[Date Prev][Date Next][Thread Prev][Thread Next][Date Index][Thread Index]
Re: An argument against multiple character sets
- To: idn@ops.ietf.org
- Subject: Re: An argument against multiple character sets
- From: Paul Hoffman / IMC <phoffman@imc.org>
- Date: Sun, 23 Jan 2000 14:55:06 -0800
- Delivery-date: Sun, 23 Jan 2000 14:56:56 -0800
- Envelope-to: idn-data@psg.com
At 10:08 PM 1/23/00 +0100, Harald Tveit Alvestrand wrote:
>Note: This is the UTF-16 (or UCS-2) representation of Unicode.
UTF-16BE, to be exact.

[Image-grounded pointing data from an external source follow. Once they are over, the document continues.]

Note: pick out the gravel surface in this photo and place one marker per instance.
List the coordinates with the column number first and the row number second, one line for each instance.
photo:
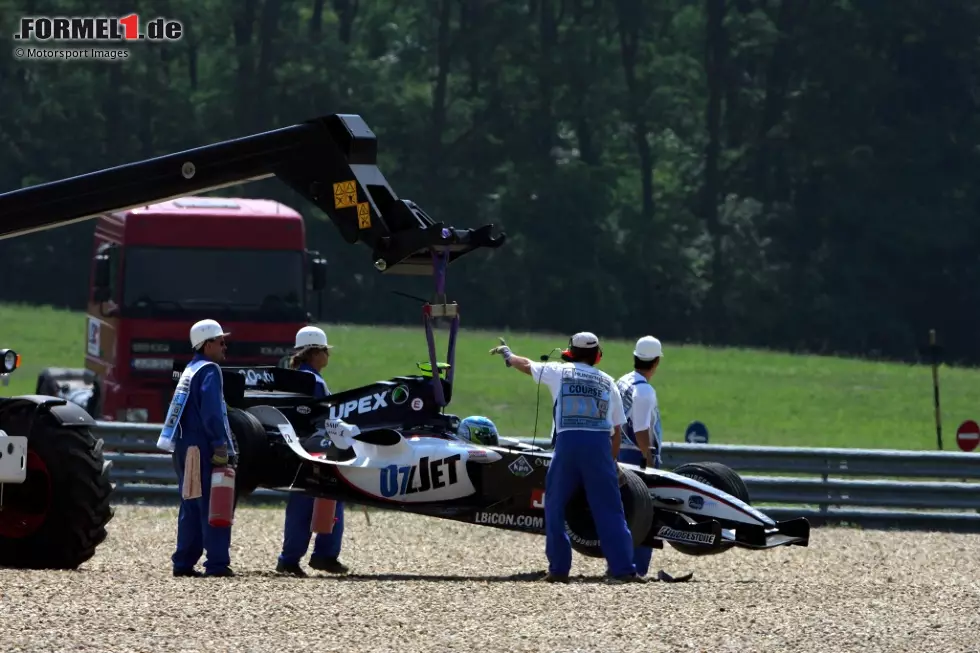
column 421, row 584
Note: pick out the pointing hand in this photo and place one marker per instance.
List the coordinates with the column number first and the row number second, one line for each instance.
column 503, row 350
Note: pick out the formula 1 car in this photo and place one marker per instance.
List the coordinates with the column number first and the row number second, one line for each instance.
column 408, row 457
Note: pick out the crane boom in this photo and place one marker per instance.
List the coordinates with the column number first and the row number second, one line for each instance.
column 330, row 160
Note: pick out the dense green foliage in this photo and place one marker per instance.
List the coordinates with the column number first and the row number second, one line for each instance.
column 743, row 396
column 783, row 173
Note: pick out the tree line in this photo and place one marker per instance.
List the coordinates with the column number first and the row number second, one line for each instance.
column 790, row 174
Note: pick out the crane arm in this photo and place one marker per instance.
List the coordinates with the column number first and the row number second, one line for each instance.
column 330, row 160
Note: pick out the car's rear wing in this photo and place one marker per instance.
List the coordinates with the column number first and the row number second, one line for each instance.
column 330, row 160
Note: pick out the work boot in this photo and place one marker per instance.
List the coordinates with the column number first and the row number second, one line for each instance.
column 223, row 573
column 187, row 573
column 331, row 565
column 293, row 569
column 627, row 578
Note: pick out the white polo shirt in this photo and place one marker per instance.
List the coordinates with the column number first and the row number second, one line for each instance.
column 640, row 405
column 584, row 398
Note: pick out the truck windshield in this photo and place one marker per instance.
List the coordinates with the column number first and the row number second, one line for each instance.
column 261, row 285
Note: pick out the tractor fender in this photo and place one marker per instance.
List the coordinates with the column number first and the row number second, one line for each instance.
column 65, row 412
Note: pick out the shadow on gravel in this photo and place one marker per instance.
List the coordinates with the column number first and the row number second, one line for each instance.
column 524, row 577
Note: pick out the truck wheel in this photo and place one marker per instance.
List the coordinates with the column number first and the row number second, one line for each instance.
column 252, row 445
column 580, row 526
column 720, row 477
column 58, row 516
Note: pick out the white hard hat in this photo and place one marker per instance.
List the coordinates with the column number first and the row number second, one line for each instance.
column 585, row 340
column 648, row 348
column 205, row 330
column 311, row 337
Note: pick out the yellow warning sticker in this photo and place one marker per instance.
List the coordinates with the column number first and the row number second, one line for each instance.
column 344, row 194
column 363, row 215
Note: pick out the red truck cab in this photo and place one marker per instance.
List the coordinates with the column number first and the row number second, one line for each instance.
column 159, row 268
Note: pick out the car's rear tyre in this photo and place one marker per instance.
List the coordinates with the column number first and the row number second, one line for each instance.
column 580, row 525
column 252, row 445
column 720, row 477
column 57, row 518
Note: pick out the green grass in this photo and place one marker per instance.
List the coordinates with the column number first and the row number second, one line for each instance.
column 743, row 396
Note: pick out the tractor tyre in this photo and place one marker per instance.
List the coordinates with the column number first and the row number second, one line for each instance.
column 720, row 477
column 252, row 445
column 57, row 518
column 580, row 526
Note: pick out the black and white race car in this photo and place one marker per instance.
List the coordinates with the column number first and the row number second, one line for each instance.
column 407, row 457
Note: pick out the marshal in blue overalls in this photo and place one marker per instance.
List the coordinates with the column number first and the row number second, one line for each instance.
column 587, row 406
column 198, row 417
column 299, row 508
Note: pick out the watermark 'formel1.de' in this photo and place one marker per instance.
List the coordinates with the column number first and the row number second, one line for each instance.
column 97, row 28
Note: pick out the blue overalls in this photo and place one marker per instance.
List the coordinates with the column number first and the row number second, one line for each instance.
column 630, row 453
column 583, row 456
column 198, row 416
column 299, row 514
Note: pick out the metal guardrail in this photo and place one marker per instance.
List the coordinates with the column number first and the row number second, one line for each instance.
column 795, row 481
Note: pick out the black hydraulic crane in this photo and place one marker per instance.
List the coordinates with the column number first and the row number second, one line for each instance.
column 330, row 160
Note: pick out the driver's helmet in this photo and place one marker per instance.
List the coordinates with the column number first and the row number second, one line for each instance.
column 478, row 430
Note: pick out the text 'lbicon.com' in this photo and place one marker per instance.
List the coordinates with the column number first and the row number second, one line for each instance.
column 68, row 29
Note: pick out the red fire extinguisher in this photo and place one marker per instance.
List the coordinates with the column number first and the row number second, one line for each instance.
column 222, row 502
column 324, row 515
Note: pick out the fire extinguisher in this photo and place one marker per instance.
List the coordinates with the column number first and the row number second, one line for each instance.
column 222, row 502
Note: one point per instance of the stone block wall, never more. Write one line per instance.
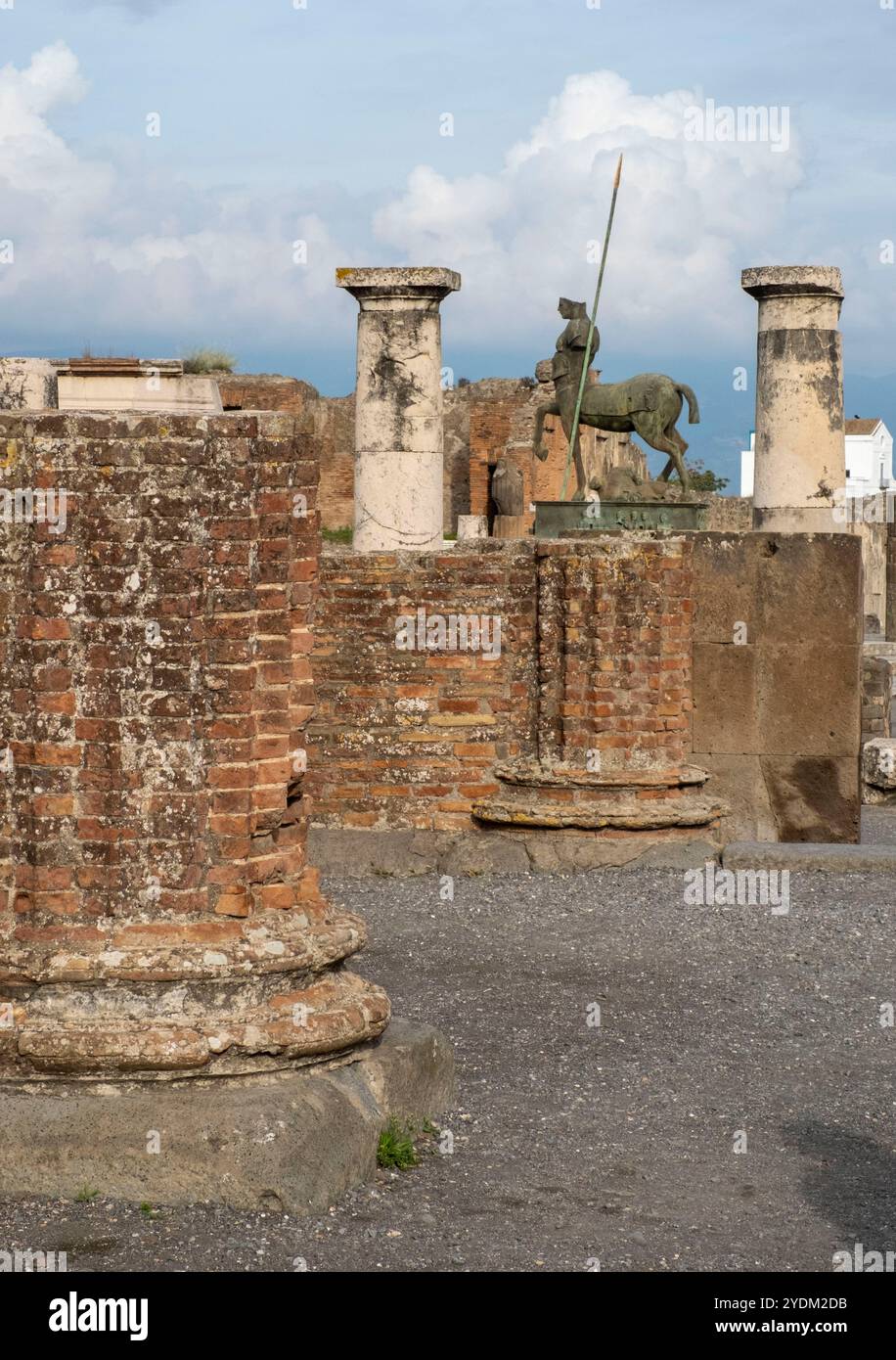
(777, 695)
(156, 665)
(614, 651)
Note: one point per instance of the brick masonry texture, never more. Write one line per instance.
(157, 687)
(410, 739)
(621, 644)
(777, 715)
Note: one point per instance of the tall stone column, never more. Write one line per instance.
(160, 925)
(398, 405)
(800, 436)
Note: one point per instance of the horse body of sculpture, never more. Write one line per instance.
(648, 404)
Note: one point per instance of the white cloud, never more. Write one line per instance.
(690, 216)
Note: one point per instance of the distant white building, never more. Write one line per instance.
(869, 459)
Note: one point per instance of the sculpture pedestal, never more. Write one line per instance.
(555, 519)
(289, 1141)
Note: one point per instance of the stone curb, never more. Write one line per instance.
(808, 857)
(292, 1141)
(400, 854)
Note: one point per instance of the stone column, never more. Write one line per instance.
(174, 1010)
(800, 436)
(398, 405)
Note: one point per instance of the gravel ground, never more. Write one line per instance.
(577, 1143)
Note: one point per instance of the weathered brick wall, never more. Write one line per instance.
(731, 515)
(408, 738)
(777, 680)
(501, 421)
(156, 668)
(334, 431)
(614, 630)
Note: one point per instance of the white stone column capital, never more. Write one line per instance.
(398, 289)
(398, 464)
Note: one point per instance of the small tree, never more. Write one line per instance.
(208, 361)
(701, 477)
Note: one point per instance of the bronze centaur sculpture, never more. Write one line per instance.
(648, 405)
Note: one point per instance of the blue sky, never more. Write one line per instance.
(281, 124)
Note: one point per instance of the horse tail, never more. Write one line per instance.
(694, 410)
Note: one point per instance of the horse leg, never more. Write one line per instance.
(550, 408)
(648, 426)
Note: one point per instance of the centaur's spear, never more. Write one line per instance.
(590, 334)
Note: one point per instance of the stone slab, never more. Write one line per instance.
(808, 856)
(154, 392)
(359, 853)
(291, 1141)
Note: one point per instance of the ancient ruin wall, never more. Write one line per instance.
(157, 687)
(777, 680)
(410, 739)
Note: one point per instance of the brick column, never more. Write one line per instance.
(398, 441)
(800, 435)
(157, 911)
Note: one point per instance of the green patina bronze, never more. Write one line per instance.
(558, 517)
(648, 404)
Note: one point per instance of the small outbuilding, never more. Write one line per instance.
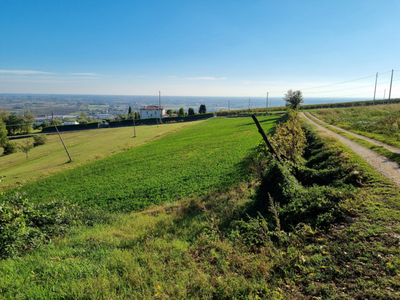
(152, 111)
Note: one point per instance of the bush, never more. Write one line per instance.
(39, 139)
(10, 148)
(25, 225)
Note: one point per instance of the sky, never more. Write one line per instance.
(325, 48)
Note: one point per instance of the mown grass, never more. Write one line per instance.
(191, 162)
(378, 149)
(216, 247)
(380, 122)
(84, 146)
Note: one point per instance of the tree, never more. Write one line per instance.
(15, 124)
(39, 139)
(3, 133)
(202, 109)
(10, 148)
(293, 99)
(26, 146)
(56, 121)
(289, 138)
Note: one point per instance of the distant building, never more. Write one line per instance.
(70, 123)
(103, 116)
(152, 111)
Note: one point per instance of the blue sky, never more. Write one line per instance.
(200, 48)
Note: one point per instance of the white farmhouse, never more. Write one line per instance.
(152, 111)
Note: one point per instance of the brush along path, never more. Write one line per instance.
(372, 141)
(380, 163)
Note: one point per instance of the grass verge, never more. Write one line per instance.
(218, 247)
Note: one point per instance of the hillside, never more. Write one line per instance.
(84, 146)
(323, 226)
(191, 162)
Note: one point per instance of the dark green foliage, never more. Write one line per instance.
(10, 148)
(3, 133)
(25, 225)
(202, 109)
(39, 139)
(279, 183)
(312, 194)
(26, 146)
(293, 99)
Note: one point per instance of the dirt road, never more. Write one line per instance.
(387, 168)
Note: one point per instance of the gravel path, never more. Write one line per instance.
(372, 141)
(387, 168)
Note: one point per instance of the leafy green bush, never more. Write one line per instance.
(10, 148)
(39, 139)
(25, 225)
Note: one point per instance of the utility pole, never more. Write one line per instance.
(159, 104)
(384, 94)
(376, 80)
(65, 147)
(390, 90)
(134, 127)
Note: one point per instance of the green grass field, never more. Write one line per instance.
(190, 162)
(380, 122)
(84, 146)
(209, 247)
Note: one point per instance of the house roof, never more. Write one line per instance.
(152, 107)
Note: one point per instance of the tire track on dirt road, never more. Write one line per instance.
(383, 165)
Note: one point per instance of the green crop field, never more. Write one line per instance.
(191, 162)
(84, 146)
(380, 122)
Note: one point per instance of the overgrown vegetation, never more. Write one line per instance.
(380, 122)
(26, 226)
(323, 227)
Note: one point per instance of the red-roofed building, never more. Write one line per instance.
(152, 111)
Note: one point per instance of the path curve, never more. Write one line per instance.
(387, 168)
(372, 141)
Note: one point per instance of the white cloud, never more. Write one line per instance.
(204, 78)
(84, 74)
(22, 72)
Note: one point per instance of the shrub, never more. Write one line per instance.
(39, 139)
(289, 139)
(10, 148)
(25, 225)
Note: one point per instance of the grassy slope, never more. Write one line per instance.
(190, 162)
(379, 122)
(84, 146)
(177, 251)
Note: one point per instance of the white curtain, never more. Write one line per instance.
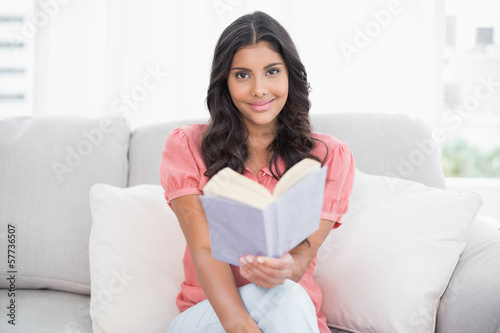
(150, 60)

Kinda near and dear to my heart right now.
>Your argument indicates that adding character sets to a list after initial
>implementation is impossible.
That's one argument, yes, but not the only one.
> It doesn't mean that the initial set needs to be just one, although a
> server has to be able to compare strings between all the initial
> character sets - which is clearly a bit simpler if there is just one of them.
I don't think that is even enough. Without labelling the query from the
user to the resolver with the character set and encoding, how would the
resolver know whether a request with 0x46F9 was LATIN SMALL LETTER F
followed by LATIN SMALL LETTER U WITH OGONEK (8859-4) or LATIN SMALL LETTER
F followed by HEBREW LETTER SHIN (8859-8)?
>However, I think the *requirement* you are trying to state is that when a
>domain name is represented as text on paper, the user who thinks he has
>access to suitable input devices for that text should be able to query on
>that string and have returned information about the domain that the text
>on paper was intended to represent.
In the absence of a single character set and encoding, yes. It also puts
much more load on the resolver, which now needs to be able to translate
from every encoding that might come from a user to every encoding that
might be used in the domain name.
--Paul Hoffman, Director
--Internet Mail Consortium